Osteoarthritis is a painful condition in which gradual wear and tear leads to inflammation and degeneration of your joints, such as the knees, hip, and shoulder—hence it’s nickname, wear and tear arthritis. Specifically, it’s the cartilage inside the joints that is worn away. This can occur due to aging, but also use.
Why is it that osteoarthritis would be considered an example of a wear and tear disease?
Osteoarthritis is considered a wear-and-tear disease because the cartilage in the joint wears down with repeated stress and use over time. As the cartilage deteriorates and gets thinner, the bones lose their protective covering and eventually may rub together, causing pain and inflammation of the joint.
What type of arthritis is also called wear and tear arthritis?
Osteoarthritis (OA) is the most common form of arthritis. Some people call it degenerative joint disease or “wear and tear” arthritis. It occurs most frequently in the hands, hips, and knees. With OA, the cartilage within a joint begins to break down and the underlying bone begins to change.
Does walking worsen osteoarthritis?
On the one hand you have osteoarthritis of the back and hips, and power walking on hard surfaces is likely to aggravate it. On the other hand you have early osteoporosis, and weight bearing exercise is recommended to delay further bone loss.
Does osteoarthritis hurt all the time?
Osteoarthritis is a degenerative disease that worsens over time, often resulting in chronic pain. Joint pain and stiffness can become severe enough to make daily tasks difficult.
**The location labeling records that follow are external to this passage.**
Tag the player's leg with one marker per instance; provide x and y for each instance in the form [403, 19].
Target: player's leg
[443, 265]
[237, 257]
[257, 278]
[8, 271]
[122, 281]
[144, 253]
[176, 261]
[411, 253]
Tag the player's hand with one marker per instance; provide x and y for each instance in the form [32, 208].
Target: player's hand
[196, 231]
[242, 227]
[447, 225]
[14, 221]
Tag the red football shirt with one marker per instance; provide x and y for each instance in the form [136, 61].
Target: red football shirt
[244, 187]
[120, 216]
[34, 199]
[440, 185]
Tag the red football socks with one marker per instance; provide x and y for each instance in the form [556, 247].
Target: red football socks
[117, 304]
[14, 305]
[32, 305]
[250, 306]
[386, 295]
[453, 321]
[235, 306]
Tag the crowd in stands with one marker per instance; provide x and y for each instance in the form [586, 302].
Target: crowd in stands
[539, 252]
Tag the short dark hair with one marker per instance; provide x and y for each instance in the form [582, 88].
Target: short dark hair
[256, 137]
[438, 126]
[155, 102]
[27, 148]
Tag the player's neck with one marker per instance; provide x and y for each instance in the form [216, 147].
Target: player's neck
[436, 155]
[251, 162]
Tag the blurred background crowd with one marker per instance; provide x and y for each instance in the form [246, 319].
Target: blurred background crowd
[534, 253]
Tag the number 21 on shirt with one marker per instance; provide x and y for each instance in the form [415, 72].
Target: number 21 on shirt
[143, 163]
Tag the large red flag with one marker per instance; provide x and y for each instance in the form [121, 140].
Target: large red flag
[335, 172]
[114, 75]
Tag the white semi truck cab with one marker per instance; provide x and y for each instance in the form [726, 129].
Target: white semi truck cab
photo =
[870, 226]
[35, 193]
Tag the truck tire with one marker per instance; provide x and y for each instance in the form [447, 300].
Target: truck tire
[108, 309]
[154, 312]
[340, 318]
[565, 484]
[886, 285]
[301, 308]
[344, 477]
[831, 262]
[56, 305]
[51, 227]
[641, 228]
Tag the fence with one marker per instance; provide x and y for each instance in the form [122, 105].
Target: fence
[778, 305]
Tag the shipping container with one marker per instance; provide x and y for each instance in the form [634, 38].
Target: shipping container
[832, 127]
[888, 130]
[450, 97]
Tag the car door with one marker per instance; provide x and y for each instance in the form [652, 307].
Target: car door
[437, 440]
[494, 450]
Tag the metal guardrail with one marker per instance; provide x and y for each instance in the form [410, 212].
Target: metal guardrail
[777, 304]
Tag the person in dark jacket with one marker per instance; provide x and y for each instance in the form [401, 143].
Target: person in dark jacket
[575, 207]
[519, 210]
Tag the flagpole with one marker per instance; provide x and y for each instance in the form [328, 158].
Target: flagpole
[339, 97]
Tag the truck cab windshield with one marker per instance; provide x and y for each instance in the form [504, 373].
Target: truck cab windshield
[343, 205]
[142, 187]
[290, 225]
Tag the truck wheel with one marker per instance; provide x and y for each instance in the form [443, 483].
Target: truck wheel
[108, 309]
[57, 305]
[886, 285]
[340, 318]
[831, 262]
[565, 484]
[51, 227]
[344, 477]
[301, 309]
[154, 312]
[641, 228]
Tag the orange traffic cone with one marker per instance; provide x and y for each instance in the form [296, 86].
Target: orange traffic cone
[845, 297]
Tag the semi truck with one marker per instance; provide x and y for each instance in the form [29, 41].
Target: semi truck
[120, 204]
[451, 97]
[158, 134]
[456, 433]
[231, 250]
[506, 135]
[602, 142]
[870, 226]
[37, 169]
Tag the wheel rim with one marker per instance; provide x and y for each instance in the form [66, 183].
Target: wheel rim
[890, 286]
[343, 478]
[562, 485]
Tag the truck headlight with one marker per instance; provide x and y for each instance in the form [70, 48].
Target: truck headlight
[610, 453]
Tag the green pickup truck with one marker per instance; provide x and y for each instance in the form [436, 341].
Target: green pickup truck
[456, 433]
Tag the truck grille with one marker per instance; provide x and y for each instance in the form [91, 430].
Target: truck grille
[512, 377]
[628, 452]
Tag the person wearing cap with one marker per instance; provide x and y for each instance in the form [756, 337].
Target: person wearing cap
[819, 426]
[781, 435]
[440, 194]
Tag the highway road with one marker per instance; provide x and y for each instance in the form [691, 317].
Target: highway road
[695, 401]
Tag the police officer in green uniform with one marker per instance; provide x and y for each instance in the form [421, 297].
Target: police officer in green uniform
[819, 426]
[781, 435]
How bad can osteoarthritis get?
Once OA starts, it can take years or even decades to reach severe joint damage. If severe joint damage develops, and symptoms are affecting your overall well-being and quality of life, surgery or joint replacement may help.
Is osteoarthritis a disability?
Osteoarthritis can be considered a disability by the SSA. You can get Social Security disability with osteoarthritis.